Alles bewegte sich plötzlich in Zeitlupe, als ich den Becher genau auf mich zukommen sah. Mir blieb keine Zeit zum Ausweichen, und ich wartete entsetzt darauf, dass ein einziger Becher Bier meinen Kaschmirpullover und eine Stunde Zurechtmachen zerstören würde. Doch Tyr schlug den Becher in der Luft beiseite, bevor er mich erreichte, und ein Typ neben uns bekam die volle Ladung ab. Erleichterung stieg in mir auf, bevor mich die Wirklichkeit einholte.

Moment mal ... habe ich richtig gesehen? Hat sich dieses Bier gerade den Gesetzen der Physik widersetzt? Ich rieb mir die Augen. Meine fünf Tage im Auto hatten mir anscheinend das Hirn verdreht.

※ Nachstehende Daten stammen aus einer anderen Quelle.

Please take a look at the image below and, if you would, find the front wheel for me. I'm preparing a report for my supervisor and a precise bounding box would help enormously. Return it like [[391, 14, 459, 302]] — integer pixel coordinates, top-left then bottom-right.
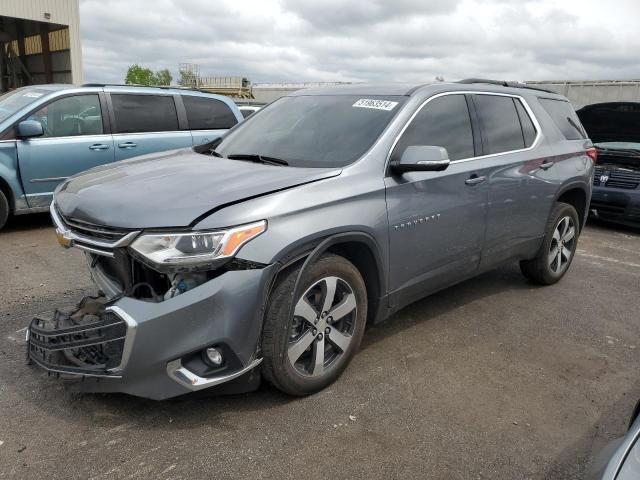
[[520, 203, 580, 285], [262, 254, 367, 396]]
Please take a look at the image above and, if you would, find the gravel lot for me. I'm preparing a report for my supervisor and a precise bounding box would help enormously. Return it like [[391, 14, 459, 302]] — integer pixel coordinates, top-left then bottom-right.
[[0, 215, 640, 479]]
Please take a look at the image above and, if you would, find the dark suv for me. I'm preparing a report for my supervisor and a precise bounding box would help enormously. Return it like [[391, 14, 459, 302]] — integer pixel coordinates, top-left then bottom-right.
[[577, 102, 640, 227], [28, 81, 595, 399]]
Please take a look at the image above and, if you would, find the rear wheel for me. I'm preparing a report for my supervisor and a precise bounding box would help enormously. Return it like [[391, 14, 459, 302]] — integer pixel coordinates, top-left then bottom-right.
[[520, 203, 580, 285], [262, 254, 367, 395], [0, 190, 9, 230]]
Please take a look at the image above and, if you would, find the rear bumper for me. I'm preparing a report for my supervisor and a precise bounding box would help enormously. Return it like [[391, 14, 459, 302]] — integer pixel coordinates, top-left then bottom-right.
[[589, 186, 640, 226], [27, 265, 275, 400]]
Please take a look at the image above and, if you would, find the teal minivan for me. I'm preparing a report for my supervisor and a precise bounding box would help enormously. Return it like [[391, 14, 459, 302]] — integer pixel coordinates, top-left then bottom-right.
[[0, 84, 243, 229]]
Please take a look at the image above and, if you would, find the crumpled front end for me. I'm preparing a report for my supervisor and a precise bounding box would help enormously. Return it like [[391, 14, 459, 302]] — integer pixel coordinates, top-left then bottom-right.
[[27, 296, 137, 378], [27, 204, 276, 400]]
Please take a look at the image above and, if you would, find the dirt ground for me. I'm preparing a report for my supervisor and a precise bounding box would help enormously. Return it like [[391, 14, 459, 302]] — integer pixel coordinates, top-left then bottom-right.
[[0, 215, 640, 480]]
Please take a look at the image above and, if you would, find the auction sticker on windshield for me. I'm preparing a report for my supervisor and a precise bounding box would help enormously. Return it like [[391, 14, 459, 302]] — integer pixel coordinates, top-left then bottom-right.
[[352, 98, 398, 111]]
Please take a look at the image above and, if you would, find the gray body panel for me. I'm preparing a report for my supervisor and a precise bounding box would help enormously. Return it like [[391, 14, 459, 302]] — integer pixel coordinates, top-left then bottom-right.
[[38, 84, 593, 398]]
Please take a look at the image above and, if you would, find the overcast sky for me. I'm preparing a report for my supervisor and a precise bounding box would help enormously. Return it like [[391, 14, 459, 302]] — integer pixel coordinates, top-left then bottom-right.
[[80, 0, 640, 82]]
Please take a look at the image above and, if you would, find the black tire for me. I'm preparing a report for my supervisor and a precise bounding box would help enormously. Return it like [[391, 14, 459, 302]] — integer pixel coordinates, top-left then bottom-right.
[[262, 254, 367, 396], [520, 203, 580, 285], [0, 190, 10, 230]]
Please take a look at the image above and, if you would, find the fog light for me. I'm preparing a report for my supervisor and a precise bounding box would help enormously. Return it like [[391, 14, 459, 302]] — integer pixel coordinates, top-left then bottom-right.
[[205, 347, 224, 367]]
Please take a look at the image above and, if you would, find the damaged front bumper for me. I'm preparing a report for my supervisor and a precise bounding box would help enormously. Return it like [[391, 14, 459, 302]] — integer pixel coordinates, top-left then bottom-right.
[[27, 204, 276, 400], [27, 267, 273, 400]]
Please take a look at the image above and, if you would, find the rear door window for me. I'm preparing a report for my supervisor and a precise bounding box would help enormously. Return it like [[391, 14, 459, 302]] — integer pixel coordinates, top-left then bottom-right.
[[540, 98, 587, 140], [393, 95, 474, 161], [111, 93, 179, 133], [474, 94, 524, 155], [182, 95, 238, 130]]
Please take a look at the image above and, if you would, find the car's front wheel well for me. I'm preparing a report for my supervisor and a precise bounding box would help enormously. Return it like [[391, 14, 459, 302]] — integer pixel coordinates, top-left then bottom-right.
[[557, 188, 587, 231], [0, 177, 15, 214], [328, 241, 380, 323], [269, 239, 384, 323]]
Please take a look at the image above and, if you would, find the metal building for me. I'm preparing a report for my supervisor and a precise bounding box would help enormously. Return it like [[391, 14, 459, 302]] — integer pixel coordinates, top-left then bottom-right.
[[525, 80, 640, 109], [0, 0, 83, 92]]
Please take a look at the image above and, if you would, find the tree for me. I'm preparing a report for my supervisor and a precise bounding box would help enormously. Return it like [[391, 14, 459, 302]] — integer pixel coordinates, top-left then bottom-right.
[[124, 63, 155, 85], [124, 63, 173, 85], [155, 68, 173, 85], [178, 70, 198, 87]]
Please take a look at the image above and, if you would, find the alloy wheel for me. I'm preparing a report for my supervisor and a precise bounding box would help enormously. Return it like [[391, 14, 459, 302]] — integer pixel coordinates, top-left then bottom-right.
[[287, 277, 357, 377], [548, 216, 576, 275]]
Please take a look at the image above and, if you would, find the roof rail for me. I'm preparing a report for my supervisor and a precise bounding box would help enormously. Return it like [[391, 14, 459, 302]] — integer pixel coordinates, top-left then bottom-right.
[[457, 78, 557, 93], [80, 83, 211, 93]]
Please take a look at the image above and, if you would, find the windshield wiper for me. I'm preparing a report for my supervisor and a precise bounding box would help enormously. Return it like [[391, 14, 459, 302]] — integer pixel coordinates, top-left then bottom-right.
[[224, 157, 289, 165], [596, 145, 640, 155]]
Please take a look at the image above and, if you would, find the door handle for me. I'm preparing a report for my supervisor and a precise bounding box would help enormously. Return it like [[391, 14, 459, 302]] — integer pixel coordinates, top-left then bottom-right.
[[540, 160, 554, 170], [464, 173, 487, 185], [89, 143, 109, 150]]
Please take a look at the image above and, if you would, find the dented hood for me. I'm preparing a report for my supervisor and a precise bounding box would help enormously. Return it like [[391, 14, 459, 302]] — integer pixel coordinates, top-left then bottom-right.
[[54, 149, 341, 229]]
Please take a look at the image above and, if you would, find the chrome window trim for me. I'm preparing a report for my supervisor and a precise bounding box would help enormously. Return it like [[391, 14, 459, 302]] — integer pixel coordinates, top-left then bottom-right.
[[29, 177, 69, 183], [385, 90, 542, 171], [111, 129, 191, 139], [19, 133, 111, 142]]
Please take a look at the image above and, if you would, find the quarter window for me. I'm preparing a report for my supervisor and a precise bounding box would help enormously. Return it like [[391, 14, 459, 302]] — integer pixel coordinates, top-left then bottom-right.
[[111, 94, 178, 133], [28, 95, 104, 138], [392, 95, 474, 161], [540, 98, 587, 140], [182, 95, 238, 130], [474, 95, 524, 155]]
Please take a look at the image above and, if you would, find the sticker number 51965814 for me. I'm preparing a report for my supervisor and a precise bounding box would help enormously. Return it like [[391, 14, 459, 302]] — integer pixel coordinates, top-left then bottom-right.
[[352, 98, 398, 111]]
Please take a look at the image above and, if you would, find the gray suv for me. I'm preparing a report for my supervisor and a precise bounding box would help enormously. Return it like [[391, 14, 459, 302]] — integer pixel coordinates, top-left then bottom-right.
[[27, 80, 595, 399]]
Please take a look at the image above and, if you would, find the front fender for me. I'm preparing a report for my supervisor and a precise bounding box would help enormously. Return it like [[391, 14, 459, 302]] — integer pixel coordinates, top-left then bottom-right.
[[0, 141, 29, 212]]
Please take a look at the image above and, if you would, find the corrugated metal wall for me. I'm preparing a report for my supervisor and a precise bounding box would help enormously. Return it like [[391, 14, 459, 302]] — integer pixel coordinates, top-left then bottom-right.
[[526, 80, 640, 109], [0, 0, 84, 83]]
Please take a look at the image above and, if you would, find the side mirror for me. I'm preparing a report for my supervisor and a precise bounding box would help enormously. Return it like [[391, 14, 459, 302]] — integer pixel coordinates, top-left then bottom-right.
[[16, 120, 44, 138], [391, 145, 451, 173]]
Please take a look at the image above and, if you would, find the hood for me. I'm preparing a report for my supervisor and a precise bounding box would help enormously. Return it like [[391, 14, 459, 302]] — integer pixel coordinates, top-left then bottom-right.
[[54, 149, 342, 229], [576, 102, 640, 143]]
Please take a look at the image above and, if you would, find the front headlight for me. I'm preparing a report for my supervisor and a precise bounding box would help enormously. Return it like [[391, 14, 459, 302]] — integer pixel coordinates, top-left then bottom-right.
[[129, 220, 267, 268]]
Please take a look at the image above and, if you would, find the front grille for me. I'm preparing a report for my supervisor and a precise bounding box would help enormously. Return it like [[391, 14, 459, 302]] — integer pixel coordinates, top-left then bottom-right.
[[60, 215, 129, 243], [593, 165, 640, 190], [28, 297, 127, 376], [629, 205, 640, 218]]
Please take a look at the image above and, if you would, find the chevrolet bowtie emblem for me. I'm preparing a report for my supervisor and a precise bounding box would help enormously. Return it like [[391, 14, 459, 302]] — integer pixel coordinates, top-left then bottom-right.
[[56, 230, 73, 248]]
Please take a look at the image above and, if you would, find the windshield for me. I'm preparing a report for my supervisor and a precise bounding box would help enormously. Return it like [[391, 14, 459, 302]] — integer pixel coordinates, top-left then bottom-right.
[[0, 87, 49, 122], [595, 142, 640, 150], [216, 95, 405, 167]]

»Tut mir leid«, sagte Tyr. Der andere Kerl wischte sich Flüssigkeit vom Arm und zuckte nur mit den Schultern, bevor er sich wieder dem Mädchen zuwandte, mit dem er gerade sprach. So wie sie ihm ihre Brust zudrehte, schadete seine bierdurchtränkte Hose nicht seinen Chancen bei ihr. »Uff da«, murmelte Tyr.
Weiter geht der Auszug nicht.